Limitation by fe, zn, co, and b12 results in similar physiological responses in two antarctic phytoplankton species

Abstract

In many areas of the world’s ocean such as the Southern Ocean (SO), primary production is low despite an abundance of macronutrients. In these high nutrient low chlorophyll (HNLC) regions the trace metal (TM) iron (Fe) limits phytoplankton biomass and subsequently the biological carbon pump. Besides Fe, the TMs zinc (Zn), cobalt (Co), and the vitamin cobalamin (B12) have also been shown to limit biomass and/or influence plankton species composition.

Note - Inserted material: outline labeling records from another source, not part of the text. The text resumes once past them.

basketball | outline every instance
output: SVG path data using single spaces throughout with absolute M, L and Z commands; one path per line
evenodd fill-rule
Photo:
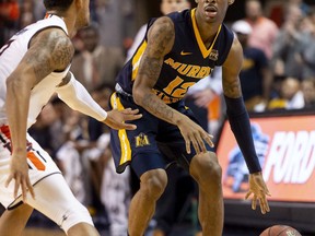
M 302 236 L 295 228 L 288 225 L 273 225 L 266 228 L 259 236 Z

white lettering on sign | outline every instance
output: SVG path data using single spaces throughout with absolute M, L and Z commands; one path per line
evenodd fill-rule
M 315 131 L 275 132 L 264 178 L 276 184 L 304 184 L 315 169 Z M 272 172 L 273 170 L 273 172 Z

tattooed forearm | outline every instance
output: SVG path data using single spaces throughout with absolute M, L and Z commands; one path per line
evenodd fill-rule
M 226 96 L 232 98 L 242 96 L 240 80 L 235 80 L 233 82 L 223 81 L 223 91 Z
M 145 94 L 142 101 L 142 106 L 154 116 L 163 118 L 168 122 L 173 122 L 174 109 L 159 99 L 155 94 Z

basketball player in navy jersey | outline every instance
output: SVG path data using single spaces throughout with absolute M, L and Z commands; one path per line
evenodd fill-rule
M 117 78 L 114 108 L 139 108 L 143 117 L 135 131 L 112 130 L 112 149 L 118 173 L 131 165 L 140 189 L 131 200 L 131 236 L 143 235 L 156 200 L 167 184 L 165 167 L 177 162 L 199 185 L 199 221 L 203 236 L 221 236 L 223 228 L 222 170 L 211 152 L 211 135 L 182 101 L 189 86 L 222 66 L 223 91 L 231 128 L 249 169 L 252 208 L 269 212 L 269 194 L 253 144 L 248 114 L 238 73 L 242 46 L 223 24 L 234 0 L 199 0 L 197 8 L 152 19 L 133 57 Z
M 27 133 L 56 93 L 71 108 L 114 129 L 138 110 L 106 113 L 69 71 L 71 37 L 89 24 L 89 0 L 44 0 L 47 15 L 23 28 L 0 49 L 0 235 L 21 235 L 33 209 L 67 235 L 96 236 L 92 217 L 67 186 L 52 158 Z M 28 198 L 26 198 L 28 194 Z

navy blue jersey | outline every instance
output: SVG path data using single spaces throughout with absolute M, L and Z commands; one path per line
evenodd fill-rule
M 191 85 L 209 75 L 215 66 L 222 66 L 233 43 L 232 31 L 222 24 L 210 48 L 206 48 L 196 24 L 195 11 L 196 9 L 185 10 L 167 15 L 174 22 L 175 42 L 170 54 L 164 57 L 153 90 L 166 104 L 180 101 Z M 149 21 L 148 30 L 155 20 Z M 147 34 L 132 58 L 118 74 L 116 86 L 118 93 L 132 96 L 132 85 L 147 47 Z

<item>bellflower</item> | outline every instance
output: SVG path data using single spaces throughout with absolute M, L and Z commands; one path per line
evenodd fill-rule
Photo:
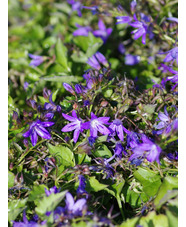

While the impacts of Fe limitation and, to a lesser degree of Zn and Co, on the cellular physiology of Antarctic phytoplankton have been investigated, studies focusing simultaneously on several TMs and vitamins are still lacking. This study measured the impacts of Fe, Zn, Co, and B12 limitation on the Antarctic diatom Chaetoceros simplex and Fe and Zn limitation on the Antarctic cryptophyte Geminigera cryophila. Both species responded to all limitation scenarios by reducing their growth and particulate organic carbon (POC) production rates. For both algae limitation by Fe and Zn resulted in a reduction of light harvesting pigments, a significant reduction in the photosynthetic yield (Fv /Fm) and increase in the C:N ratio. Most interestingly, with a few exceptions, limitation by one TM also resulted in a significant decrease of the cellular quotas of other TMs measured. These observations suggest that one consequence of limitation by one TM may be a secondary and perhaps more fatal limitation by another.